Suppose you work at a potato chip company and it’s your job to implement some quality control in the manufacturing department. Maybe you stand at the start of the assembly line and take a simple random sample of individual chips. That would work just fine.

However, it might be easier for you to sample some bags of chips. The bags of chips are clusters. You would then take a bag of chips off the assembly line and sample every chip in that bag for quality control. That’s cluster sampling.

Similar to every sampling method, cluster sampling has pros and cons.

Advantages and Disadvantages for Cluster Sampling
Advantages Easier than a simple random sample, and often it doesn't cost as much

Typically gives similar results because the clusters are fairly heterogeneous
Disadvantages Risk that clusters are NOT heterogeneous--perhaps they do have some characteristic other than just being geographically different from each other that might affect the sample's findings.

terms to know

Cluster Sample
A sampling method where the population is separated into groups, typically geographically, and a random selection of clusters is made. Each individual in the cluster becomes part of the sample.
Clusters
Smaller subgroups of the population, not necessarily similar in any way besides all being together in one place, making the individuals easier to sample together.

3. Real-World Comparison

Suppose a landlord of an apartment complex wants to know whether a new carpet he's considering is appropriate for all the apartments in the building. Each of the four floors has eight apartments.

What would a simple random sample look like? How might a cluster sample be different from a stratified random sample?

Well, he could randomly select eight apartments from the building, and that would be a simple random sample.

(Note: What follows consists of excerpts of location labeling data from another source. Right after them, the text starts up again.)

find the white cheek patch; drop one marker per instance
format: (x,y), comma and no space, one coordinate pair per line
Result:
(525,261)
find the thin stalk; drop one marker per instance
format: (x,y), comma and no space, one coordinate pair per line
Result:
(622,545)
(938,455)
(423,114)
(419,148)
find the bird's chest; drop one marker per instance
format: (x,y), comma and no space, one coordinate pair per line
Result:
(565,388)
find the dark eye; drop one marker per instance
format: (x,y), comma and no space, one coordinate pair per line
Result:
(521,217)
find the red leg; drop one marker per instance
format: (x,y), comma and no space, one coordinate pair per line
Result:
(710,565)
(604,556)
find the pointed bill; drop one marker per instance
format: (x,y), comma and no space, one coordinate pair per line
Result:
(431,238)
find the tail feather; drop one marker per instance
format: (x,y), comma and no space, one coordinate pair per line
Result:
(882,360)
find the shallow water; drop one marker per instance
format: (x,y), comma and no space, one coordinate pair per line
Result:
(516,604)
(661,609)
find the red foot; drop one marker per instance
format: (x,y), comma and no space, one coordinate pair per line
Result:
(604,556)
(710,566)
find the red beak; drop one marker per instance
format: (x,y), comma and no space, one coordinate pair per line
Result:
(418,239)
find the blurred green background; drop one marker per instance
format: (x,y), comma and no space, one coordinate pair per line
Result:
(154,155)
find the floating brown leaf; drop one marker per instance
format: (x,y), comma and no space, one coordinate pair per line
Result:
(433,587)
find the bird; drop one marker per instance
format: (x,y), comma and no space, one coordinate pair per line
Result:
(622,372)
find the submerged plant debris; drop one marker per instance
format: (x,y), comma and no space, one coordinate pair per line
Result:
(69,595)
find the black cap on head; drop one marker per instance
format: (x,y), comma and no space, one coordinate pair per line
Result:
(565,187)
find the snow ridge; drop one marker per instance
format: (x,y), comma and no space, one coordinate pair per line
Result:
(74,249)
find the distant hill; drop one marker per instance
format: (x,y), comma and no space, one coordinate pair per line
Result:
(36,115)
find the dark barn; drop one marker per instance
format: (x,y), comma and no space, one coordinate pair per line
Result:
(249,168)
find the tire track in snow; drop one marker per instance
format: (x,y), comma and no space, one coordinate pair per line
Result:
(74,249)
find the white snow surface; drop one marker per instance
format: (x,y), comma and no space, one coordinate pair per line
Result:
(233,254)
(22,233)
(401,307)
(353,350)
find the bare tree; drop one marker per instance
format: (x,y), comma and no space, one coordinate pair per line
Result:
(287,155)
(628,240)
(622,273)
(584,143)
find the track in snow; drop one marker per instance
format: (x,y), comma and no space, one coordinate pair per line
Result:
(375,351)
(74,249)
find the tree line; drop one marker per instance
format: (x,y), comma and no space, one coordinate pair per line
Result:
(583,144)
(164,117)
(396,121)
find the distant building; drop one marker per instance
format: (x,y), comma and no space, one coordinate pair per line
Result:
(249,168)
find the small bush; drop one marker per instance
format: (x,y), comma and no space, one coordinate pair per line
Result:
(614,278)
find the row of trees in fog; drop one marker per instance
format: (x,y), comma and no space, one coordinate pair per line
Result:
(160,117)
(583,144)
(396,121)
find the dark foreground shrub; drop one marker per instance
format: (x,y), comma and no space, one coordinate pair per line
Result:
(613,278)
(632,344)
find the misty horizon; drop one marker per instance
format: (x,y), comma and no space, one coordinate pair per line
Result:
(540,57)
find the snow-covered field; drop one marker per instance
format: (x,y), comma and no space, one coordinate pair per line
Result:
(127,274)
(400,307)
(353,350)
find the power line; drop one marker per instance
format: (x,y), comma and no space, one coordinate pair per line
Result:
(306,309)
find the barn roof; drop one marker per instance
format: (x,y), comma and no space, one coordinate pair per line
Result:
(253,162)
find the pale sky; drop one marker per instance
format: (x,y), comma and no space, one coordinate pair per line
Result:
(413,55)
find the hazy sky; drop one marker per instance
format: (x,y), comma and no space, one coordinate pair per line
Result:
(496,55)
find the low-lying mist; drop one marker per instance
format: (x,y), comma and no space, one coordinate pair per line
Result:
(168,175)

He could randomly select two apartments per floor, and that would be a stratified random sample.

Or, a third option would be a cluster sample. He could take a spinner like the one shown below and spin it.

Spinner

Suppose it landed on three. That means that every apartment on the third floor would receive carpeting. He doesn't have to have the carpet installers going to all these different rooms on all these different floors. He can simply instruct everyone to go up to the third floor and install carpet in every room on that floor, which would be far easier for him and just as cost effective. This would be a cluster sample, as opposed to some other type of sample.

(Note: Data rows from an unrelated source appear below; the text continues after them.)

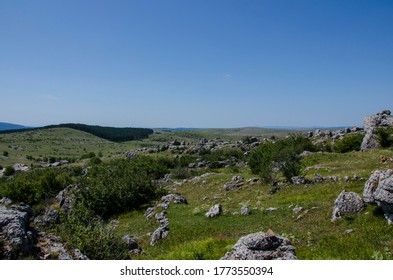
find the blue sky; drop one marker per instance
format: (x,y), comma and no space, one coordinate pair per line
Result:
(195,63)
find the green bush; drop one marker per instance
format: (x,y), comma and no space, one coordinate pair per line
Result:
(36,186)
(350,143)
(9,171)
(385,137)
(181,173)
(121,185)
(2,243)
(222,154)
(95,160)
(88,155)
(282,156)
(97,240)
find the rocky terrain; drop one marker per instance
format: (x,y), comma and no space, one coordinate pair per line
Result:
(218,192)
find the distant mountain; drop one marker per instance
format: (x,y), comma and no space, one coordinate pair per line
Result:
(114,134)
(168,129)
(11,126)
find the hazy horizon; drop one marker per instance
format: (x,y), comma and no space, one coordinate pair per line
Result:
(202,64)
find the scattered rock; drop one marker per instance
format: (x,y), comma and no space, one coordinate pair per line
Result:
(347,202)
(158,234)
(214,211)
(14,228)
(299,180)
(297,209)
(236,182)
(262,246)
(175,198)
(245,211)
(379,189)
(149,213)
(371,125)
(132,245)
(5,201)
(271,209)
(50,217)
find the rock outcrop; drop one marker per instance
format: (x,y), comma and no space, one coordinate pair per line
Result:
(371,125)
(163,230)
(132,245)
(14,230)
(379,190)
(262,246)
(347,202)
(236,182)
(214,211)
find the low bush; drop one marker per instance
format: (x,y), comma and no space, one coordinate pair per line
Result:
(121,185)
(350,143)
(36,186)
(9,171)
(87,232)
(282,156)
(181,173)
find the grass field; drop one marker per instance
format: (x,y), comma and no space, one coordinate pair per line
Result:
(71,143)
(314,236)
(192,236)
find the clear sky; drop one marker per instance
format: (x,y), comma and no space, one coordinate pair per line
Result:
(195,63)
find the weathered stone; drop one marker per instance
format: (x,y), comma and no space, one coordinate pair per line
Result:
(5,201)
(158,234)
(245,211)
(132,246)
(175,198)
(14,228)
(51,216)
(299,180)
(214,211)
(347,202)
(379,190)
(371,125)
(373,183)
(149,213)
(262,246)
(297,210)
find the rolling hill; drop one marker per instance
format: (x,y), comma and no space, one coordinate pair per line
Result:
(10,126)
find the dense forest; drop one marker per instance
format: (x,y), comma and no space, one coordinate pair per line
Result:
(114,134)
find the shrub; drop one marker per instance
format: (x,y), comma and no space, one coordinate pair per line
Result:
(350,143)
(36,186)
(95,160)
(9,171)
(88,155)
(181,173)
(82,230)
(385,137)
(121,185)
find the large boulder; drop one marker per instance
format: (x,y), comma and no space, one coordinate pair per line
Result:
(379,190)
(371,125)
(132,245)
(262,246)
(14,230)
(347,202)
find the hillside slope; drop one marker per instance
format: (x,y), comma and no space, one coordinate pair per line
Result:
(115,134)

But what if all the floors were NOT heterogeneous? What if apartments on the third floor allowed pets? The carpet might not hold up as well. That’s one of the disadvantages of cluster sampling in action. But typically, the clusters are fairly representative and very similar to a simple random sample.


summary
In a stratified random sample, the population is broken down into homogeneous groups called "strata." The reason for this is to separate an otherwise homogeneous group that exhibits characteristics that may misrepresent the population. The idea is to force them into groups and then take a simple random sample within each of the strata. Cluster sampling, on the other hand, is done by taking naturally-occurring--typically geographically--similar groups and taking a simple random sample of the clusters. Then, each member of the cluster becomes part of the sample. A couple of advantages of cluster samples are that they are more cost effective, and usually achieve the same results as a simple random sample. The disadvantage is that sometimes the cluster may not be heterogeneous, as seen in the landlord example with pets allowed on carpet.

Good luck!

Source: This work is adapted from Sophia author Jonathan Osters.

Terms to Know
Cluster Sample

A sampling method where the population is separated into groups, typically geographically, and a random selection of clusters is made. Each individual in the cluster becomes part of the sample.

Clusters

Smaller subgroups of the population, not necessarily similar in any way besides all being together in one place, making the individuals easier to sample together.

Stratified Random Sample

A random sampling method where individuals are separated into homogenous groups, then simple random samples are taken within each group.

Stratum/Strata

The homogenous groups in a stratified random sample. All individuals in each stratum have something in common, and we would like to see how that affects the outcome of the sample.